Funzionamento del sistema immunitario nei bambini
“I genitori devono sapere che nei bambini di età compresa tra uno e due anni, un sistema immunitario ancora immaturo porta a una maggiore incidenza di malattie. Man mano che i bambini crescono, si ammalano di meno poiché il loro sistema immunitario si sviluppa. Quali misure adottare? “Innanzitutto, sottolinea D’Avino, è fondamentale incoraggiare il lavaggio frequente delle mani. Bisogna anche assicurarsi che gli ambienti scolastici siano ben arieggiati e cercare di stare all’aperto il più a lungo possibile, quando le condizioni lo permettono. Sono accorgimenti semplici che possiamo controllare o richiedere agli educatori”.

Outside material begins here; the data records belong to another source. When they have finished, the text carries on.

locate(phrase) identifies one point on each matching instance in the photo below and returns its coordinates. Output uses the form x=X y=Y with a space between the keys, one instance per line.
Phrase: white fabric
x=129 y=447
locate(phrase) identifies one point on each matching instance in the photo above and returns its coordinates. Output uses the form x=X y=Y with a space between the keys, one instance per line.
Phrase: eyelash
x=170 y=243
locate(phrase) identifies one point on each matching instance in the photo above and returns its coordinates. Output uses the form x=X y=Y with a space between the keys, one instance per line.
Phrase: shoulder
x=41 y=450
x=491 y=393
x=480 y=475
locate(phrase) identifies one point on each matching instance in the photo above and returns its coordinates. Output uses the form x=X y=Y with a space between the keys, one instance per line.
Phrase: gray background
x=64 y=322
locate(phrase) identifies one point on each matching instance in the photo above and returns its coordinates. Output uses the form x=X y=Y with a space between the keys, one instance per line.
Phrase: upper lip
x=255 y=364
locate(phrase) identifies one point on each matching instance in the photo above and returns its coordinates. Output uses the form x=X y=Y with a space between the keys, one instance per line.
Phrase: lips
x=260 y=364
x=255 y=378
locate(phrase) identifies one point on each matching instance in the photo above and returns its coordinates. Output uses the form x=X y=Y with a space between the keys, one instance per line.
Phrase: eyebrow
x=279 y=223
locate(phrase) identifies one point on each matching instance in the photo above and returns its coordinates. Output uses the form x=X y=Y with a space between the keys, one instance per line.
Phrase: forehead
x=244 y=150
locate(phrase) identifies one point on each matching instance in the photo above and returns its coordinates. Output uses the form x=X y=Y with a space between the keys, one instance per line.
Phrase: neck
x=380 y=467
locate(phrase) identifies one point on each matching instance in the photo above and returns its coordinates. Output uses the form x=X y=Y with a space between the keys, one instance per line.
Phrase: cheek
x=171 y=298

Suggerimenti per i genitori
“Inoltre, poiché la maggior parte di queste infezioni è virale, è utile adottare alcune precauzioni, ad esempio, evitare di mandare i bambini a scuola quando sono malati. È importante considerare le esigenze lavorative dei genitori e garantire servizi adeguati, ma è essenziale non contagiare altri bambini, prevenendo un circolo vizioso. Inoltre, è preferibile non riportare subito il piccolo a scuola appena superato il malessere; sarebbe ideale attendere almeno un giorno. In generale, il tempo di malattia dovrebbe equivalere al tempo di convalescenza, anche se non sempre è possibile, ma almeno 24 ore sono raccomandate”. Fondamentale è anche “la vaccinazione antinfluenzale. Oggi possiamo contare su uno strumento molto utile, la vaccinazione gratuita per i bambini da sei mesi a sei anni, e si raccomanda vivamente di immunizzare anche i bambini più grandi”, conclude.